Some time ago, I stumbled upon a C snippet (in the MSDN I believe) that did the following:
start a thread via CreateRemoteThread in the process to shutdown.
had that thread directly call ExitProcess.
Unfortunately now that I'm looking for it, I'm unable to find it and the search results seem to imply that this trick does not work anymore on Vista. Any expert input on this ?
If you use thread, a simple solution is to use a named system event, the thread sleeps on the event waiting for it to be signaled, the control application can signal the event when it wants the client applications to quit.
For the UI application it (the thread) can post a message to the main window, WM_ CLOSE or QUIT I forget which, in the console application it can issue a CTRL-C or if the main console code loops it can check some exit condition set by the thread.
Either way rather than finding the client applications an telling them to quit, use the OS to signal they should quit. The sleeping thread will use virtually no CPU footprint provided it uses WaitForSingleObject to sleep on.
You want some sort of IPC between clients and servers. If all clients were children, I think pipes would have been easiest; since they're not, I guess a server-operated shared-memory segment can be used to register clients, issue the shutdown command, and collect return codes posted there by clients successfully shutting down.
In this shared-memory area, clients put their process IDs, so that the server can forcefully kill any unresponsive clients (modulo server privileges), using TerminateProcess().
If you are willing to go the IPC route, make the normal communication between client and server bi-directional to let the server ask the clients to shut down. Or, failing that, have the clients poll. Or as the last resort, the clients should be instructed to exit when the make a request to server. You can let the library user register an exit callback, but the best way I know of is to simply call "exit" in the client library when the client is told to shut down. If the client gets stuck in shutdown code, the server needs to be able to work around it by ignoring that client's data structures and connection.

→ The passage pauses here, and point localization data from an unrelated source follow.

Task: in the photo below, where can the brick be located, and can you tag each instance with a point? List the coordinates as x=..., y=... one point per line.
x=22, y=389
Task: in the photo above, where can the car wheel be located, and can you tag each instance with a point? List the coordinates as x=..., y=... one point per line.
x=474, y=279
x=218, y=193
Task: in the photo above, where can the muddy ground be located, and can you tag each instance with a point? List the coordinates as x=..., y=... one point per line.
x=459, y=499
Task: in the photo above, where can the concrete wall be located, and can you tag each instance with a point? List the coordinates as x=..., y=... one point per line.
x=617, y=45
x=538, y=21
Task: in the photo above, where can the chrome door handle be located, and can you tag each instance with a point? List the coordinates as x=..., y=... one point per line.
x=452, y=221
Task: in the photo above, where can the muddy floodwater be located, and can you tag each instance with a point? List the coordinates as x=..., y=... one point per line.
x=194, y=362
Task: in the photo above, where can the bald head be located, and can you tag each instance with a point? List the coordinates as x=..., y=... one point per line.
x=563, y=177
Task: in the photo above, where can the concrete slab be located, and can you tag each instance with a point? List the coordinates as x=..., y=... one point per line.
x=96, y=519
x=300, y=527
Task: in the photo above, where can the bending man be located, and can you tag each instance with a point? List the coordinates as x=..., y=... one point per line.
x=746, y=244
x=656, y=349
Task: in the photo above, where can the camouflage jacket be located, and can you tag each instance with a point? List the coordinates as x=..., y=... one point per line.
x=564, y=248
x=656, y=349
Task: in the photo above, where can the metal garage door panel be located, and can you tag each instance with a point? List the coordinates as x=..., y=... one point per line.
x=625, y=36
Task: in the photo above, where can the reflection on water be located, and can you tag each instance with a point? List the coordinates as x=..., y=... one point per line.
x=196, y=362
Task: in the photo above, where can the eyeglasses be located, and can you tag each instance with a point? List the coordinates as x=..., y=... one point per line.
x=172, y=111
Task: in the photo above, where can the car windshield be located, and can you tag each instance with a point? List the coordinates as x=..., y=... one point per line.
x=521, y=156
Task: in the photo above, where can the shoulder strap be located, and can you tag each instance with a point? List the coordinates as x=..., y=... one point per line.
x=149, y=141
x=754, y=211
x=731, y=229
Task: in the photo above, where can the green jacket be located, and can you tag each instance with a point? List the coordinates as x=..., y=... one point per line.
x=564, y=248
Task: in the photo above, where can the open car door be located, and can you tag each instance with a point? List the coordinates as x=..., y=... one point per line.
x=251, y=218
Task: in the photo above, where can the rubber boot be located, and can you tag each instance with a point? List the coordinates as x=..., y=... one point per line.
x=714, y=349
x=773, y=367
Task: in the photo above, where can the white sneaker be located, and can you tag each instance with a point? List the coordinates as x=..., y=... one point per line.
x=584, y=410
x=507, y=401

Use PostMessage or a named event.
Re: PostMessage -- applications other than GUIs, as well as threads other than the GUI thread, can have message loops and it's very useful for stuff like this. (In fact COM uses message loops under the hood.) I've done it before with ATL but am a little rusty with that.
If you want to be robust to malicious attacks from "bad" processes, include a private key shared by client/server as one of the parameters in the message.

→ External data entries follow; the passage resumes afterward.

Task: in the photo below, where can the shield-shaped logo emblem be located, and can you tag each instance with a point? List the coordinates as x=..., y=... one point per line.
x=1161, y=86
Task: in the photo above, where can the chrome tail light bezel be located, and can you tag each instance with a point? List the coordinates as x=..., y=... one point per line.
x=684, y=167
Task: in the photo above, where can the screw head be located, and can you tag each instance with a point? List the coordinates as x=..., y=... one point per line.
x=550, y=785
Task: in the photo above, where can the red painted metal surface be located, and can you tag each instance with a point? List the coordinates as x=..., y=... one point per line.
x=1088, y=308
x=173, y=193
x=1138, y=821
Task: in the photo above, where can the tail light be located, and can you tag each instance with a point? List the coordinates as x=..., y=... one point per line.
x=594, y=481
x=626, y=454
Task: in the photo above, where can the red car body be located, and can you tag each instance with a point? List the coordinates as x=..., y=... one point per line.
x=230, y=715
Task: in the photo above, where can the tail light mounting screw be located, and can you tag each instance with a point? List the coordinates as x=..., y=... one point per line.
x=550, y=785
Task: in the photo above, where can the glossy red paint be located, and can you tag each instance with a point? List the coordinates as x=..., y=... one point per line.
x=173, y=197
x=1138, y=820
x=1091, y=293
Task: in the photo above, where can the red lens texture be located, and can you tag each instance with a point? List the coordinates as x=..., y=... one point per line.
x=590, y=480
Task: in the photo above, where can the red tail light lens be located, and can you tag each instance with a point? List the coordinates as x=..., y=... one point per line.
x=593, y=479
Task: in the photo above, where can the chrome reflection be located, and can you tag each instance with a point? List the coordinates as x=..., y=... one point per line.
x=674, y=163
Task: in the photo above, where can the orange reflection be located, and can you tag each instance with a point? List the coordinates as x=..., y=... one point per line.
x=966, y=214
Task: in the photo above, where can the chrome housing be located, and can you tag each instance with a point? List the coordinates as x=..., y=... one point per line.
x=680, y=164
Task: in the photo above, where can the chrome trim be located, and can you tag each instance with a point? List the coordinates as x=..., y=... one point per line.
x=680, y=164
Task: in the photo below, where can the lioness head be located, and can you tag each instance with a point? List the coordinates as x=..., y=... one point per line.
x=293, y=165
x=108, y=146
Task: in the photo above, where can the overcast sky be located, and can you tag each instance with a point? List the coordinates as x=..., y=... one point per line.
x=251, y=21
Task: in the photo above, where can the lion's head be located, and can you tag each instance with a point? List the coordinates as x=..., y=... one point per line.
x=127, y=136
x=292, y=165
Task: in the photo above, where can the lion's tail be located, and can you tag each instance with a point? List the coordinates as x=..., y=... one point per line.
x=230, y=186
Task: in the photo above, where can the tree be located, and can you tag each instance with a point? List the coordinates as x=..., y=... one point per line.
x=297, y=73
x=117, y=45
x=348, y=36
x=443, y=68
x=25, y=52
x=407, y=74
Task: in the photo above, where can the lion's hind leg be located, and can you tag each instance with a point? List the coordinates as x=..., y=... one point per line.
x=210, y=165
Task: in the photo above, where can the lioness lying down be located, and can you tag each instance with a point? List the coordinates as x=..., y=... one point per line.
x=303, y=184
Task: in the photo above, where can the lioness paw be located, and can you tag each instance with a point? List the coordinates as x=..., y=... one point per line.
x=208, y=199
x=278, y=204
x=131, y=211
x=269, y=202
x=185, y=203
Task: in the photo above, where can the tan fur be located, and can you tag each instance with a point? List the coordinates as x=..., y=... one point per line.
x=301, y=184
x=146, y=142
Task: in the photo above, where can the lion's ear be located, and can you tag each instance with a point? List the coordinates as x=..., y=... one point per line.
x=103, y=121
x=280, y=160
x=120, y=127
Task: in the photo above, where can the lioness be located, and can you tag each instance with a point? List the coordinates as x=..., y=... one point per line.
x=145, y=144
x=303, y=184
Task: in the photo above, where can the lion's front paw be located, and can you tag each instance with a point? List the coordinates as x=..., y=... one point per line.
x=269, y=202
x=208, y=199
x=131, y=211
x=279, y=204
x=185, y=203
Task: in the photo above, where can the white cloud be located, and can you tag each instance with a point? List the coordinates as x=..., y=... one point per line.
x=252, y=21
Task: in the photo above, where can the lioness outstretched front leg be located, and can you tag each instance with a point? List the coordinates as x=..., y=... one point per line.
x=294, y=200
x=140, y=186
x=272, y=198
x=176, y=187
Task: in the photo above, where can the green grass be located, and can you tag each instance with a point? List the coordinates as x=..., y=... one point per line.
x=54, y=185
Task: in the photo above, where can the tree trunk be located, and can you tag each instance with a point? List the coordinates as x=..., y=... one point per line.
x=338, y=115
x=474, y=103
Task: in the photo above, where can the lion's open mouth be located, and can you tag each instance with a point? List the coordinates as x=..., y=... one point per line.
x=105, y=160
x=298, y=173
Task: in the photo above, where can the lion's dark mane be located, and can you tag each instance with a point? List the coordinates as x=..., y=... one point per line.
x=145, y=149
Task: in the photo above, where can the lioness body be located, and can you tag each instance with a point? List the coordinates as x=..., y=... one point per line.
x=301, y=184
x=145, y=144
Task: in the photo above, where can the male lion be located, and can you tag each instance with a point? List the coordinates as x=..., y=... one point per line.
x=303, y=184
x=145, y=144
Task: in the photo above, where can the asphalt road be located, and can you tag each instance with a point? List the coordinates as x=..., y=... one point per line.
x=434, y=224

The named event approach is probably simpler; use CreateEvent with a name that is a secret shared by the client/server, and have the appropriate app check the status of the event (e.g. WaitForSingleObject with a timeout of 0) within its main loop to determine whether to shut down.
That's a very general question, and there are some inconsistencies.
While it is a not 100% rule, most console applications run to completion, whereas GUI applications run until the user terminates them (And services run until stopped via the SCM). Hence, it's easier to request a GUI to close. You send them the equivalent of Alt-F4. But for a console program, you have to send them the equivalent of Ctrl-C and hope they handle it. In both cases, you simply wait. If the process sticks around, you then shoot it down (TerminateProcess) and pray that the damage is limited. But your HDD can fill up with temporary files.
GUI application in general do not have exit codes - where would they go? And a console process that is forcefully terminated by definition does not exit, so it has no exit code. So, in a server shutdown scenario, don't expect exit codes.
If you've got a debugger attached, you generally can't shutdown the process from another application. That would make it impossible for debuggers to debug exit code!